Delight 26: Validation

What’s bad about the Internet is that you can find a study to prove almost any idea or belief. What’s great about the Internet is that you can find a study to prove almost any idea or belief.

That said when you come across something that puts into words or helps explain a behaviour or an idea you’ve had that might seem counterintuitive it’s kind of delightful.

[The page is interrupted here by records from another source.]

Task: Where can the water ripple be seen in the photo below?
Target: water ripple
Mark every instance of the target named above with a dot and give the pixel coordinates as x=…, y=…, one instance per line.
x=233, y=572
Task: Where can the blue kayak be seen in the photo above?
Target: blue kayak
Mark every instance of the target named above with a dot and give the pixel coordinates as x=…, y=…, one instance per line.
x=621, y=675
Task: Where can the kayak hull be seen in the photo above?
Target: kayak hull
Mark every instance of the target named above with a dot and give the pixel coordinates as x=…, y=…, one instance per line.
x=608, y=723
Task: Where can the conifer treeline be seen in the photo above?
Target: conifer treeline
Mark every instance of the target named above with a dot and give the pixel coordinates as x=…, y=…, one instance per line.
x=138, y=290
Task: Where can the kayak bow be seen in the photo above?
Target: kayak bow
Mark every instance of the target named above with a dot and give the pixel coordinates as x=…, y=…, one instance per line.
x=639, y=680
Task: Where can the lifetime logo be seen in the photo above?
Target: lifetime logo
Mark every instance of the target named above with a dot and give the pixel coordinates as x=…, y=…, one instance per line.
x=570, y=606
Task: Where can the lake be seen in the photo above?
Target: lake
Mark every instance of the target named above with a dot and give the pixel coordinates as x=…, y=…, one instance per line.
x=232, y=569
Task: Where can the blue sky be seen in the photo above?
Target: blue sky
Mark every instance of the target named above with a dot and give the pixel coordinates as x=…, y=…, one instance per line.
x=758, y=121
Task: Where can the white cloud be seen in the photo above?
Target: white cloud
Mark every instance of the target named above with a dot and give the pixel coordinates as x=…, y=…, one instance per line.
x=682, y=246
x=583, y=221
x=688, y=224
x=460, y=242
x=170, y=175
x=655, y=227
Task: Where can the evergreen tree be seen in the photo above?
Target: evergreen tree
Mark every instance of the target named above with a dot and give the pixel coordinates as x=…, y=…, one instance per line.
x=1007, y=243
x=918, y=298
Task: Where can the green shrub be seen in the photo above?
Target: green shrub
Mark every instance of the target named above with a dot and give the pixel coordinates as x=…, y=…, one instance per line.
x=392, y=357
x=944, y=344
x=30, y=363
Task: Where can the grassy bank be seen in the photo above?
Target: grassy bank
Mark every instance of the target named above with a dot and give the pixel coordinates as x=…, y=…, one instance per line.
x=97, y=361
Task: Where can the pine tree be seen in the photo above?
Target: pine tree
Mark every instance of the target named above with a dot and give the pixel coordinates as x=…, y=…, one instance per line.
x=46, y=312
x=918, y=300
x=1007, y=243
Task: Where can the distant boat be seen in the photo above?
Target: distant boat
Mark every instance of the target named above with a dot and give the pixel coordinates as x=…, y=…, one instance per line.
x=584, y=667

I have shared this tweet often:

I’ve developed a routine or method of creating presentations and keynotes that usually has me beginning early. While that tweet says I start a month out, that’s not exactly true. A month out is when I begin to build an actual slide deck. What happens before that is I begin a note in Evernote where I write random thoughts and ideas. It’s a total mess of images, quotes, conversations, and general brain dumps. The month before I begin to flesh things out more succinctly. I always have a good that a week prior, my presentation is in the “good enough” stage. It’s that last week where I pick at, revise and tweak sometimes with my computer in my lap moments before I speak.

While this has always felt a bit frantic, I couldn’t imagine working another way. I’m currently reading Originals by Adam Grant and he writes an entire chapter on procrastination and timing. While I don’t consider this procrastination, I was tickled as I read these four sentences:

Once a task is finished, we stop thinking about it. But when it is interrupted and left undone, it stays active in our minds….Great originals are great procrastinators but they don’t skip planning altogether. They procrastinate strategically , making gradual progress by testing and refining different possibilities.

Grant, Adam, Originals: How Non-Conformists Move the World, p 102, Penguin Books

I’ve always felt like my approach was less efficient or productive than it ought to be. Reading that made me smile and realize that my approach isn’t a flaw but a feature.